Mayor of Memphis, Tennessee
- In office January 1, 1972 – October 1, 1982
- Preceded by: Henry Loeb
- Succeeded by: J.O. Patterson, Jr.

= J. Wyeth Chandler =

American politician

J. Wyeth Chandler (February 21, 1930 – November 11, 2004) served as mayor of Memphis, Tennessee from 1972 to 1982. He was the adopted son of former Memphis mayor and U.S. Representative Walter Chandler. Chandler succeeded the controversial Henry Loeb, who battled local sanitation workers during a strike that brought Martin Luther King Jr. to Memphis in April 1968.

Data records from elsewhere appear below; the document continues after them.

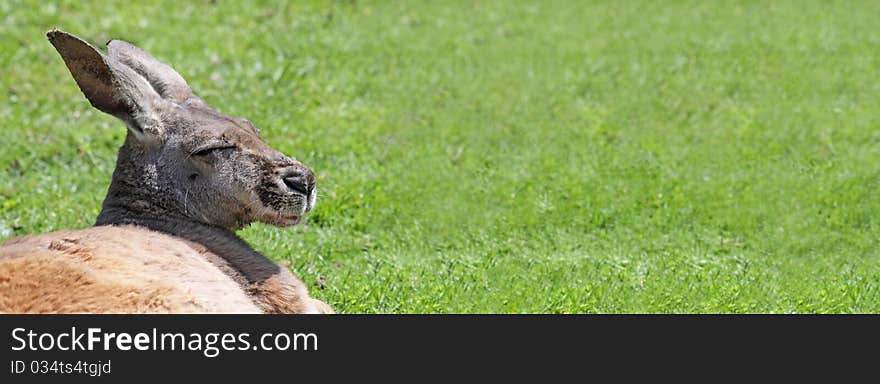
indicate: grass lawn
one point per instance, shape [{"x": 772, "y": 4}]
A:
[{"x": 505, "y": 156}]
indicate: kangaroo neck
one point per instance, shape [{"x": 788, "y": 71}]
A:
[{"x": 238, "y": 254}]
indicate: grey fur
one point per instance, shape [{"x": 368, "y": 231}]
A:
[{"x": 167, "y": 177}]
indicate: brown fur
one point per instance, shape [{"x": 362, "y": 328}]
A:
[{"x": 186, "y": 178}]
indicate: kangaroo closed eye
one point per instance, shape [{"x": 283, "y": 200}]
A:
[{"x": 210, "y": 149}]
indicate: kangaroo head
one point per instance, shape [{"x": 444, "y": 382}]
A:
[{"x": 181, "y": 157}]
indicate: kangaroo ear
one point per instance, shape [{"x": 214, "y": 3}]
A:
[
  {"x": 109, "y": 85},
  {"x": 164, "y": 79}
]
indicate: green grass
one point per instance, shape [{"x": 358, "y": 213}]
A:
[{"x": 501, "y": 156}]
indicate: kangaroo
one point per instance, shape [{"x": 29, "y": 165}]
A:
[{"x": 186, "y": 178}]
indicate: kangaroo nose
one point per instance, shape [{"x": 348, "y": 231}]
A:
[{"x": 299, "y": 180}]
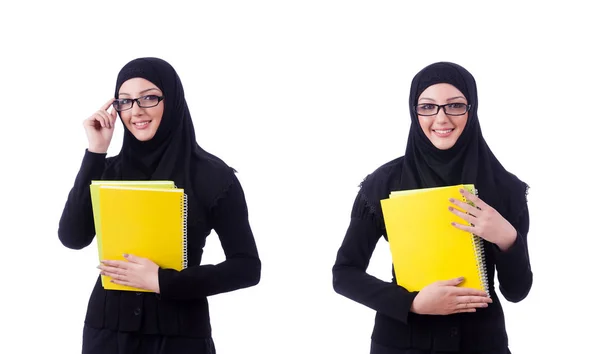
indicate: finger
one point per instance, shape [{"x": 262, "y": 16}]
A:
[
  {"x": 112, "y": 271},
  {"x": 466, "y": 207},
  {"x": 114, "y": 263},
  {"x": 124, "y": 282},
  {"x": 474, "y": 199},
  {"x": 105, "y": 118},
  {"x": 474, "y": 299},
  {"x": 471, "y": 305},
  {"x": 107, "y": 104},
  {"x": 470, "y": 229},
  {"x": 113, "y": 113},
  {"x": 464, "y": 310},
  {"x": 452, "y": 282},
  {"x": 460, "y": 291},
  {"x": 467, "y": 217}
]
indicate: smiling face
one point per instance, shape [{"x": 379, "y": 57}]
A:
[
  {"x": 141, "y": 122},
  {"x": 441, "y": 129}
]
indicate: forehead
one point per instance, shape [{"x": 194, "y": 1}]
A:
[
  {"x": 137, "y": 85},
  {"x": 441, "y": 91}
]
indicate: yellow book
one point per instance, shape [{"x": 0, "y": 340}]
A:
[
  {"x": 146, "y": 222},
  {"x": 424, "y": 245},
  {"x": 94, "y": 191}
]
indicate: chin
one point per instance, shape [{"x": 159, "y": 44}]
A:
[{"x": 444, "y": 145}]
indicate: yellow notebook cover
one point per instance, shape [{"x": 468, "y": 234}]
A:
[
  {"x": 94, "y": 188},
  {"x": 425, "y": 247},
  {"x": 146, "y": 222}
]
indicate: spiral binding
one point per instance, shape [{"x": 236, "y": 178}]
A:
[
  {"x": 478, "y": 246},
  {"x": 184, "y": 226}
]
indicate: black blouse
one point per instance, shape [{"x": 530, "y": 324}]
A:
[
  {"x": 395, "y": 325},
  {"x": 181, "y": 308}
]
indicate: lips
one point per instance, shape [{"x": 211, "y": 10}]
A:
[
  {"x": 443, "y": 132},
  {"x": 141, "y": 124}
]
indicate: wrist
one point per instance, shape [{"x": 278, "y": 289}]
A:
[
  {"x": 507, "y": 242},
  {"x": 97, "y": 149}
]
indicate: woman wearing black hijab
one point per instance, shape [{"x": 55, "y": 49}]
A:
[
  {"x": 159, "y": 144},
  {"x": 445, "y": 147}
]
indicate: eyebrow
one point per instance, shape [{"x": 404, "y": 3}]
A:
[
  {"x": 141, "y": 92},
  {"x": 448, "y": 100}
]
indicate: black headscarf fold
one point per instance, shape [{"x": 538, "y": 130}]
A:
[
  {"x": 173, "y": 153},
  {"x": 470, "y": 160}
]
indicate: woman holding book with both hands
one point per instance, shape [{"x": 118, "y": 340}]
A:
[
  {"x": 445, "y": 147},
  {"x": 159, "y": 143}
]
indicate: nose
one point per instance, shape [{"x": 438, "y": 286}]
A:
[
  {"x": 441, "y": 117},
  {"x": 136, "y": 110}
]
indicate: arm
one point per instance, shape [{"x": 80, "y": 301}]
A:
[
  {"x": 242, "y": 265},
  {"x": 513, "y": 266},
  {"x": 349, "y": 272},
  {"x": 76, "y": 226}
]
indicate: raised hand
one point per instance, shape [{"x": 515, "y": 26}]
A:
[
  {"x": 485, "y": 221},
  {"x": 446, "y": 297},
  {"x": 137, "y": 272},
  {"x": 99, "y": 128}
]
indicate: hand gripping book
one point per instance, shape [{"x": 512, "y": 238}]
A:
[
  {"x": 144, "y": 219},
  {"x": 424, "y": 245}
]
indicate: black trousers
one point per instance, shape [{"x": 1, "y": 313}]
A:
[
  {"x": 104, "y": 341},
  {"x": 377, "y": 348}
]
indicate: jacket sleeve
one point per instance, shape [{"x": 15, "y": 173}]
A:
[
  {"x": 242, "y": 266},
  {"x": 513, "y": 265},
  {"x": 76, "y": 226},
  {"x": 349, "y": 272}
]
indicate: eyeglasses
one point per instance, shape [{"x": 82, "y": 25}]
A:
[
  {"x": 451, "y": 109},
  {"x": 148, "y": 101}
]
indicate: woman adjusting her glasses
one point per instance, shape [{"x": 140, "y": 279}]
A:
[
  {"x": 159, "y": 143},
  {"x": 445, "y": 147}
]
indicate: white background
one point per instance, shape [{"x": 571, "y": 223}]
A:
[{"x": 303, "y": 98}]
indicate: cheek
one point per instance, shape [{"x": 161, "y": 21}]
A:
[{"x": 425, "y": 125}]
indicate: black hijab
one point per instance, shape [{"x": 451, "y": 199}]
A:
[
  {"x": 173, "y": 153},
  {"x": 470, "y": 160}
]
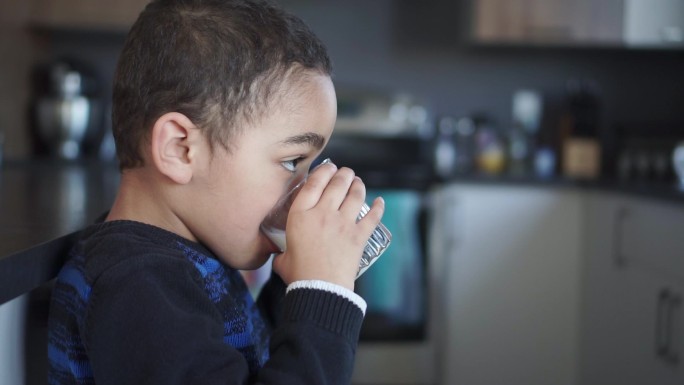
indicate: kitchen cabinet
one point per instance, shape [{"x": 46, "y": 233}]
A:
[
  {"x": 91, "y": 14},
  {"x": 630, "y": 23},
  {"x": 633, "y": 329},
  {"x": 512, "y": 274}
]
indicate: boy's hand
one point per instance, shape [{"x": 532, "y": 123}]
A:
[{"x": 324, "y": 241}]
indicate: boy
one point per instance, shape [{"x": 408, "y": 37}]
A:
[{"x": 218, "y": 107}]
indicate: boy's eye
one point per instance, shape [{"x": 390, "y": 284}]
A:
[{"x": 291, "y": 165}]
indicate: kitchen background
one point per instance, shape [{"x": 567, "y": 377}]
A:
[
  {"x": 425, "y": 49},
  {"x": 548, "y": 280}
]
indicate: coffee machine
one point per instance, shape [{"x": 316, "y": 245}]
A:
[{"x": 66, "y": 110}]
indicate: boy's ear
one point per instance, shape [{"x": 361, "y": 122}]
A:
[{"x": 175, "y": 142}]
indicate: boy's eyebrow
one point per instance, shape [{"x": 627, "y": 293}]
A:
[{"x": 310, "y": 138}]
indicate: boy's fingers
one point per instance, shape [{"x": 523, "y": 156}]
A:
[
  {"x": 372, "y": 219},
  {"x": 355, "y": 198},
  {"x": 336, "y": 191},
  {"x": 314, "y": 186}
]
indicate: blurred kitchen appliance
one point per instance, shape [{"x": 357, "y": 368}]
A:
[
  {"x": 580, "y": 143},
  {"x": 373, "y": 112},
  {"x": 526, "y": 119},
  {"x": 397, "y": 343},
  {"x": 65, "y": 110},
  {"x": 394, "y": 158},
  {"x": 678, "y": 162}
]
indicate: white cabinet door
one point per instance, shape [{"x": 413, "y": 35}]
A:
[
  {"x": 654, "y": 23},
  {"x": 632, "y": 317},
  {"x": 548, "y": 21},
  {"x": 512, "y": 293}
]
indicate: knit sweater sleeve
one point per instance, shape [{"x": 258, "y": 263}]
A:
[{"x": 150, "y": 322}]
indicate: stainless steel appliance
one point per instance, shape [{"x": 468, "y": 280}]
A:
[
  {"x": 387, "y": 139},
  {"x": 398, "y": 337},
  {"x": 65, "y": 110}
]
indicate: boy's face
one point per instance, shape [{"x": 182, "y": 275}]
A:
[{"x": 236, "y": 190}]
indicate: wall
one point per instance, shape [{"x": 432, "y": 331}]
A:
[
  {"x": 15, "y": 58},
  {"x": 421, "y": 47}
]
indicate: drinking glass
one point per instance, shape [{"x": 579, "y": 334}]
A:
[{"x": 274, "y": 228}]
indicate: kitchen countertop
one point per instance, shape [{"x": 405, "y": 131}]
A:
[
  {"x": 42, "y": 205},
  {"x": 41, "y": 201},
  {"x": 669, "y": 192}
]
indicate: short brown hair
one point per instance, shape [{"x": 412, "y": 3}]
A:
[{"x": 216, "y": 61}]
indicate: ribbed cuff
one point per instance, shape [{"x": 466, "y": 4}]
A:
[
  {"x": 330, "y": 310},
  {"x": 332, "y": 288}
]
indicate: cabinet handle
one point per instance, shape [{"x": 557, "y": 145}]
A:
[
  {"x": 619, "y": 259},
  {"x": 661, "y": 335},
  {"x": 666, "y": 313},
  {"x": 672, "y": 354}
]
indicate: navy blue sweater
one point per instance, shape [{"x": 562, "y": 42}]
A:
[{"x": 136, "y": 304}]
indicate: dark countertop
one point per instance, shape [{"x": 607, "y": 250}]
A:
[
  {"x": 668, "y": 192},
  {"x": 42, "y": 204},
  {"x": 42, "y": 200}
]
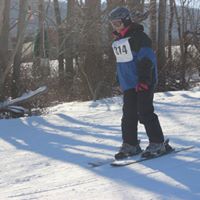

This violence-ridden episode in the city's history resulted in King's death by assassin James Earl Ray on April 4. Chandler spent much of his tenure dealing with the economic and social fallout from the strike and the killing, as the incidents gave the city a bad name among business and charitable interests for some years.

Chandler was mayor at the time of Elvis Presley's death in 1977, and during the police and firemen's strike the following year. Some Memphians criticized his administration as too "status quo", but he was undeniably popular, winning three consecutive elections.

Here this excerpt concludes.